Africa

Africa

Burundi: A year later, still in crisis

Burundi: A year later, still in crisis

Although it may have disappeared from the headlines, the situation in Burundi remains dangerously unstable, while the violence has evolved rather than disappeared. By SIMON ALLISON.

This, according to Marie-Louise Baricako, a prominent gender activist from Burundi, is what life is like at the moment for that beleaguered country’s citizens.

In Burundi you can’t say ‘trouble areas’, because trouble can be in any area. What is safe today is not safe tomorrow. Civilian life today is a life of fear, a life of uncertainty, and not knowing exactly what is happening tomorrow. People plan only for the next 24 hours. Anything can happen. When they come into your home, they take the men and the boys and inside they rape the wife and the daughters. It’s incredible, you cannot describe it, but what is happening in Burundi should be a question of morality for the whole continent of Africa,” she told Daily Maverick.

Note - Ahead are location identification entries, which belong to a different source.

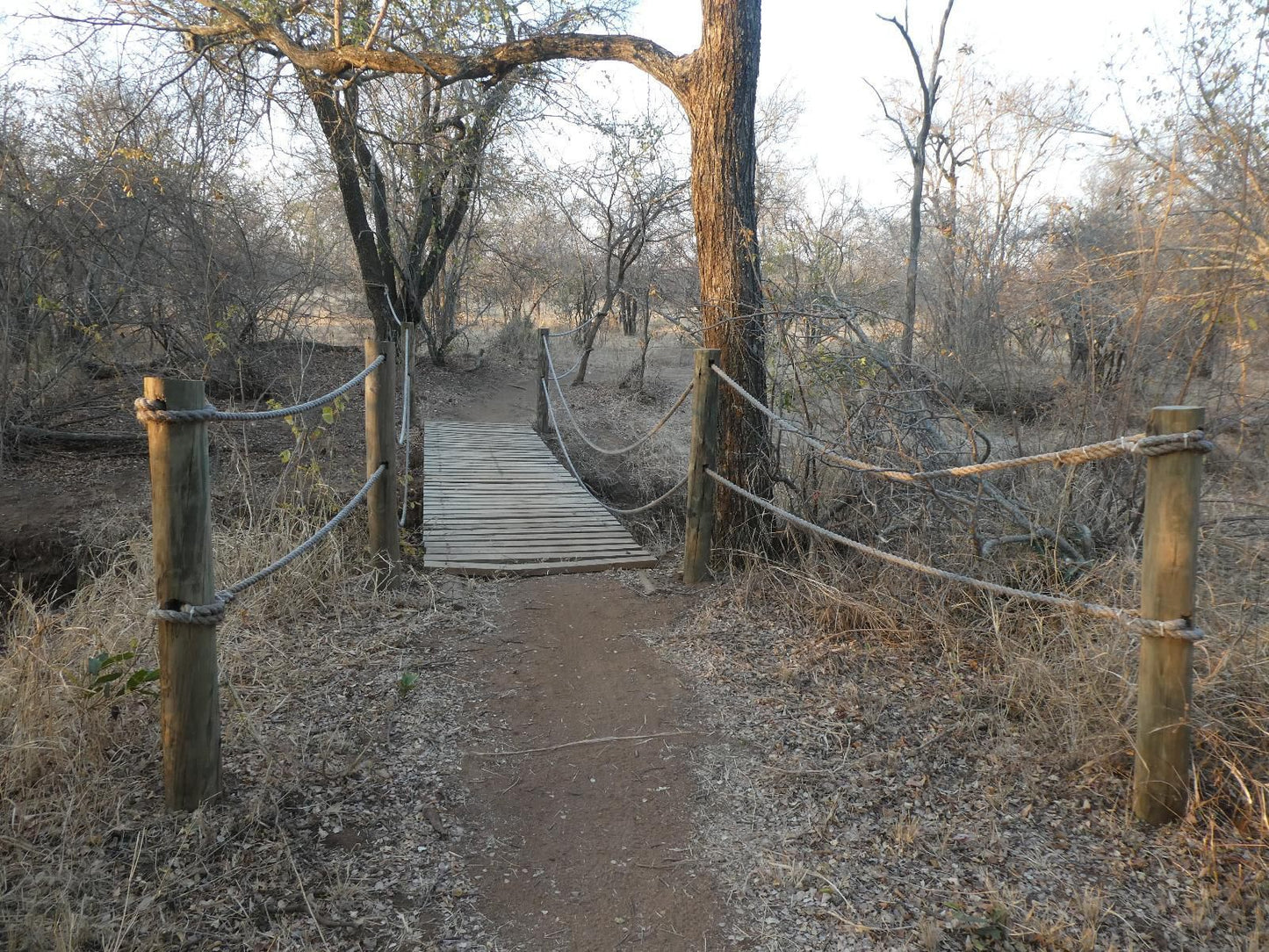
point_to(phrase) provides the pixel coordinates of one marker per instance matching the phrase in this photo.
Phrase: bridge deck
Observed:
(495, 501)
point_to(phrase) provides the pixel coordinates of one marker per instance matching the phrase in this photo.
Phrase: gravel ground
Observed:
(873, 803)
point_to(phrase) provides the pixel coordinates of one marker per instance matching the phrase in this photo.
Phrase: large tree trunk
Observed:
(720, 98)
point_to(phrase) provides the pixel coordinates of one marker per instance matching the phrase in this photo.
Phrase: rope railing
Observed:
(155, 410)
(213, 612)
(581, 435)
(1177, 629)
(564, 448)
(1141, 444)
(571, 370)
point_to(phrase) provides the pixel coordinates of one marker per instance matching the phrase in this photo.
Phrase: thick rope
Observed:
(213, 613)
(564, 448)
(1161, 444)
(391, 308)
(571, 370)
(605, 451)
(155, 412)
(1178, 629)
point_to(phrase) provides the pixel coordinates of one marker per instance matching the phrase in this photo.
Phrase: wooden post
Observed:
(1161, 777)
(414, 484)
(704, 451)
(381, 448)
(542, 423)
(182, 515)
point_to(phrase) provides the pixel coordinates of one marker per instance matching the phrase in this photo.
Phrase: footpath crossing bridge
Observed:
(496, 501)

Baricako was speaking from New York. She was forced to flee Burundi along with more than a quarter of a million others, but is using whatever influence she has to persuade the United Nations to intervene more forcefully. Even though the situation in Burundi may have slipped from the headlines, the situation has not improved, although both the government and rebel groups are becoming more sophisticated in how and when they use violence.

So far, the response from the African and international community has been concerned but toothless. A handful of African Union observers have been deployed, but remain stuck in their hotel in Bujumbura. A proposed military intervention never got off the ground. Stuttering peace talks have been entirely ineffective, with the latest round – scheduled to begin last week – delayed yet again, to give Tanzanian mediator Benjamin Mkapa more time to convince the government to give armed rebel groups a seat at the table.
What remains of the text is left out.